The Harvest Festival is just days away, and the annual fair is ready to offer familiar favourites as well as some new events for residents and tourists alike.
The festival will kick off on Friday, with the midway, food vendors and kids entertainment opening at 3:00 p.m. Friday night’s entertainment, free at the Main Stage, is Jukebox Heroes, the Bryan Adams Tribute Show and Night Fever, a Bee Gees tribute band.
Saturday night as country night as Byron Falk and the Halftime Cowboys, Quinton Blair and Restless Heart take to the Main Stage. Sunday features Upstanding Comedy with Timmy Boyle, The Ball Brothers, Colton Dixon and, of course, the fireworks show.
Organizer Deb Penner said she has two rules when it comes to entertainment. “Try not to bring the same band back more than once and have lots of variety,” she said. “I know I can’t please everyone but we try to please almost everyone.”
The parade takes place at 10:00 a.m. on Saturday as usual, and runs east on Mountain until it hits Main Street, where it turns north before turning west on Roblin and ending at Park Street.
This year’s festival is being dedicated to Gary and Tammy Berg, who died in a traffic accident just weeks after the festival last year. “Gary, as co-owner of DA Loewen Electric, was a vital part of the festival for many years, ensuring that our vendors and entertainers had the electricity needed for the festival to run smoothly,” Penner said. “They were very important to our community and are dearly missed.”
New this year, the Harvest Festival will be holding a scavenger hunt called Goose Chase. The hunt is a family event that takes place on Sunday afternoon. Participants will download the Goose Chase app on their phones and will complete missions to gain points.
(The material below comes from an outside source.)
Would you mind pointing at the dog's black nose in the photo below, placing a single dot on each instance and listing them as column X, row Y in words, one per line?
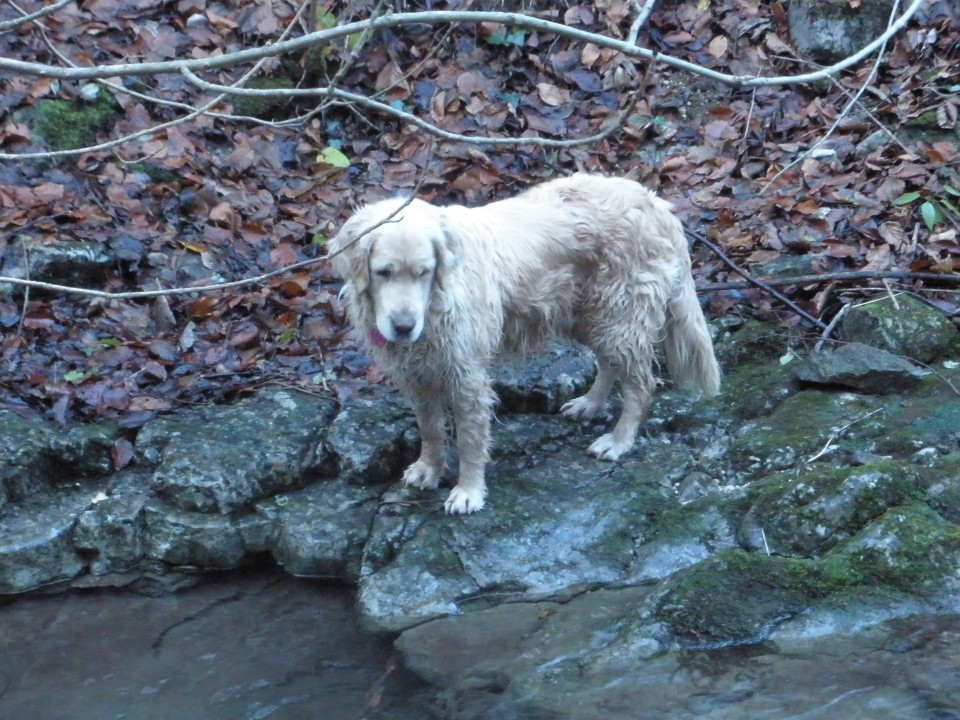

There is still room for teams to join, just add the app on your phone, search for ‘Harvest Festival’ and the app will alert you when the scavenger hunt begins on Sunday.
Penner said some changes have taken place at the Showcase Stage. “We’ve changed the Showcase Stage to the Country Fair and brought back lots of things you might see at small town fair, just a variety of novelty contests,” she said. “That does include bingo and trivia, plus the Pet Fashion Show, and other contests include a Burping Contest. It sounds crazy, but there is a National Burping Federation and we’re going to give it a try to see if it has any appeal.”
“The biggest addition this year is the Culture Tent, which happens Saturday and Sunday afternoon,” she added. “There will be 20 display tables, each representing a different country plus live entertainment featuring music and dance from Mexico, Russia, Canada, Polynesia and many others.”
Penner said the festival has been growing. “It’s apparent in the amount of people we see filling the grounds, and by the ‘creative’ parking that happens on the side streets, but we also have a waiting list for our vendors,” she said. “People just want to be a part of it and that’s very rewarding.”
The Harvest Festival is partnering with Blue W, which is a new citywide initiative that provides free water to anyone with a refillable bottle. “Several businesses have joined in the network to offer free water refills for people walking, biking or travelling through,” Penner said. “It especially makes sense for the festival weekend when it can be very hot and when people are spending several hours outdoors at a time. If you have a water bottle, it’s easy to fill it up whenever you need it. The arena in fact has a water refill station that’s available year round.”
Penner said the community support for the festival has been big. “As always, a huge thank you to the City of Winkler and so many of our local businesses for subsidizing the festival in order for it remain free,” she said. “Thank you to Shannon Loewen, the Co-Director who looks after the vendors and site plan, and so much more, and thanks to the army of volunteers who make it all possible. Everyone who enjoys the festival is encouraged to thank them personally when they see them in their green t-shirts.”